Standards and measurement

  • What will happen if the CENELEC standard measurement protocols are not ready by 2008? Phil Chadwick said that these are expected to be ready in time for implementation based on his experience of previous CENELEC work. If this is not the case, then other suitable technical methods can be used during the interim period.
  • Assessment and measurement of electromagnetic fields is a complex process that may be beyond the capability of many companies and businesses. It is important that industry and Government work together closely during the process of implementation and that information is made freely available.
  • Any information about what equipment, processes and sources that will not require detailed assessments would be useful.
  • The EEF - the manufacturers' organisation, has commissioned some survey work on EMF exposures.
  • For those companies that have undertaken and continue to perform regular risk assessments, will this Directive require anything further? HSE said that for those companies carrying out risk assessments and taking account of the revised NRPB guidelines, there should not be any significant impact.
  • The contact current Action Value (40 mA) is designed to avoid shock and burn but it is not clear as to what action should be taken above the Action Value. Arwel Barrett said he would pursue this question through existing liaison routes with recognised bodies.

Liaison

  • Will HSE be liaising with the Maritime and Coastguard Agency to assess the impact of the Directive on ships? The HSW Act applies when vessels are in dock but the MCA assumes responsibility when vessels are at sea. HSE will pursue liaison.

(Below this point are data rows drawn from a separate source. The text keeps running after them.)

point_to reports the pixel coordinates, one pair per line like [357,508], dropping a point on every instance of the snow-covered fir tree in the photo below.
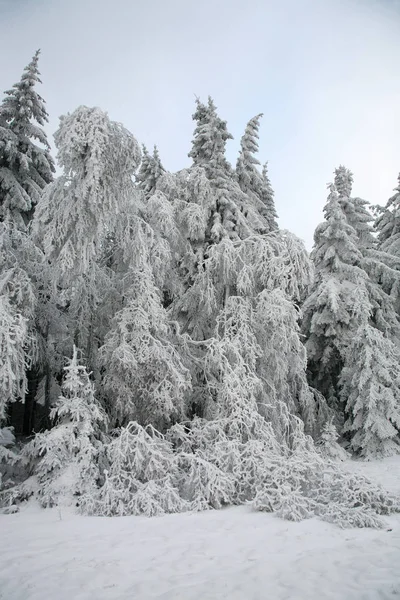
[370,388]
[388,224]
[143,372]
[65,461]
[381,267]
[190,291]
[337,300]
[80,211]
[150,171]
[255,184]
[26,166]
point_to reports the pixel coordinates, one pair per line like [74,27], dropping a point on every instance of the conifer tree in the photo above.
[337,300]
[65,459]
[143,372]
[79,210]
[26,166]
[150,171]
[383,279]
[261,208]
[370,389]
[388,224]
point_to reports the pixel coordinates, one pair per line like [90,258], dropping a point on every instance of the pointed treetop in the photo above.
[22,103]
[210,136]
[248,148]
[335,240]
[343,181]
[151,169]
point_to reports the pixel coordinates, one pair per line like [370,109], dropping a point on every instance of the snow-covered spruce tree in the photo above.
[144,377]
[20,263]
[141,476]
[388,224]
[255,184]
[383,278]
[328,444]
[150,171]
[337,301]
[370,389]
[79,211]
[64,460]
[26,166]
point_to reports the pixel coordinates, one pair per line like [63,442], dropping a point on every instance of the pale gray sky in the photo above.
[325,73]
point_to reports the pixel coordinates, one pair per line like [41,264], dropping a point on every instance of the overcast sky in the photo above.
[325,73]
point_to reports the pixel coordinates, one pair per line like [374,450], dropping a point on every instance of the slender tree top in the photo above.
[22,103]
[210,136]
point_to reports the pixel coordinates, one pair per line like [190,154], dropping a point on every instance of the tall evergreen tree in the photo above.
[150,171]
[380,266]
[261,210]
[370,389]
[26,167]
[337,300]
[388,224]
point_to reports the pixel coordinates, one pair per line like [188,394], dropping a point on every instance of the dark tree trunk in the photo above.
[30,402]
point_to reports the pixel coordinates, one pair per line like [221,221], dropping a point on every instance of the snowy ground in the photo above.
[234,554]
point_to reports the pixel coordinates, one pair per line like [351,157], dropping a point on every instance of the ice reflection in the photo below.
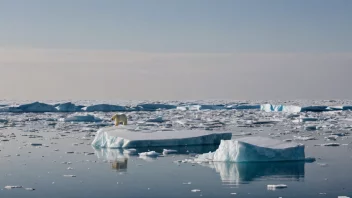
[237,173]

Magnetic Resonance Imaging

  • There are serious concerns amongst the medical profession about the impact on the use of magnetic resonance imaging (MRI) in clinical applications. An unnecessary imposition was being placed on the medical profession. As exposure limit values for static magnetic fields are not in the Directive, HSE said that the restrictions in the NRPB guidelines still apply and these should be used when assessing exposure to static magnetic fields.
  • Those involved in MRI work are entitled to be protected from adverse effects on health.

Medical Surveillance

  • Will there be any advice on medical surveillance? HSE said this will be considered further but it was more likely to put emphasis on the self-reporting of effects.

5. Next steps - how industry can work with HSE on implementation: Mike Shepherd

Mike Shepherd proposed that a small Steering or Advisory Group be convened with representation from HSE and industry. The aim was to convene a group representing the broad needs of industry in taking the process of implementation forward.

This was agreed and the following organisations indicated their intention to participate: the EEF, MCL, Construction Products Association, London Underground, Energy Distribution Networks and those with interests in the clinical use of magnetic resonance. Representation from the foundry and welding industries would also be useful.

The first meeting was expected in November.